Anduvo mucho, el pelo le creció muchísimo, se quedó muy delgado al comer lo imprescindible y poco, así como sus acompañantes. De aspecto frágil y delicado, una niña le dio un día algo de comida consistente, pero los 5 ascetas lo vieron comer y lo llamaron “traicionero”. “En el término medio está todo, la verdad”, dijo Siddharta “el príncipe”. Siguió su camino, buscando las bases de una forma de vida, apartada de las ilusiones mundanas y deseos, así como del apego a las cosas materiales. Buscaba la iluminación que le trajo más de un quebradero de cabeza, ya que fue tentado varias veces, en sus sueños o en la realidad, como la “representación” del maligno dios “Mara”. Él superaba todos los obstáculos. Se habla del famoso árbol donde y en posición de loto, alcanzó la quietud, la calma interior, y por lo tanto la ansiada iluminación. Ya en otras ocasiones, allá por donde Siddharta pasaba, los árboles se inclinaban. Antes, experimentó algo extraordinario. Hubo una gran tormenta y lluvia torrenciales ; se encontraba meditando en “su árbol”; ante la vista de varios seguidores, estos vieron cómo una enorme cobra se acercaba y se incorporaba por detrás de él, utilizando su enorme cabeza para cubrir la de Buda. Cuando cesó la lluvia, el animal desapareció.
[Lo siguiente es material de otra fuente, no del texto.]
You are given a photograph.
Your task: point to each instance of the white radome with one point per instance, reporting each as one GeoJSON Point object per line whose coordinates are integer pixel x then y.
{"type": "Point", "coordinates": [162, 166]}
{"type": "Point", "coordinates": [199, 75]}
Ya no iba peinado como antes. Ahora llevaba su larga melena recogida hacia arriba en un moño, imagen que ha trascendido a la Historia y como todos lo recordamos. Siddharta había conseguido la iluminación. Una cantidad de pétalos de flores caían sobre él. Ya sabía de que era todo con todos, era el todo con el cosmos. El Budismo es una “filosofía de vida”, no es religión alguna, pero tiene adeptos por todo el mundo, no sólo en los países orientales. Muchas personas en Occidente han hecho del budismo su forma de vida, lo cual les llena de calma y quietud. Los conocidos actores como Rivard Gere , Nacho Cano ( ex cantante de “Mecano”),en otro tiempo, la actriz Penélope Cruz y otros muchos , han practicado o practican esta “filosofía”. Yo descubrí a Buda hace muchísimos años y lo incorporé a mi vida, lo cual me ha ayudado. Tengo pequeños “budas” en mi casa por todos lados; me dan paz. Cuando esta noche –madrugada del 12 de Agosto, he vuelto a ver en T.V. “El pequeño Buda”, magníficamente interpretado por el actor norteamericano Keanu Reeves (“Matrix”) me he emocionado y más viendo Katmandú, capital de Nepal ( donde he estado) y donde se rodó la mayor parte de la película. Emocionada por recordar lo que hace unos tres meses ocurrió en este precioso país de gente tan noble y buena, y donde por culpa de los terremotos, mucha gente murió y muchos históricos monumentos y monasterios, se destruyeron como el precioso “Templo de los monos”. La película está muy bien conseguida con auténticos actores tibetanos y extras. Buda sufrió, pero nunca tuvo los “avatares” que Jesucristo tuvo que pasar para llegar a ser “El Elegido”, otro “Iluminado”. A mí, desde pequeña y en el “Colegio de las monjas”, siempre nos decían que para llegar al paraíso, “había que escalar muchos peldaños y sufrir mucho”. ¿Esto lo quería realmente Jesucristo? Pienso que no, y además estoy segura de que era “un tipo hasta divertido, bromista y anecdótico, como cualquier ser humano”.
Hace un par de años, quise viajar a Bután, donde nació realmente Buda. Todo estaba organizado, pero al final falló. No sería el momento. ¿Para otra ocasión? Forever, Siddartha.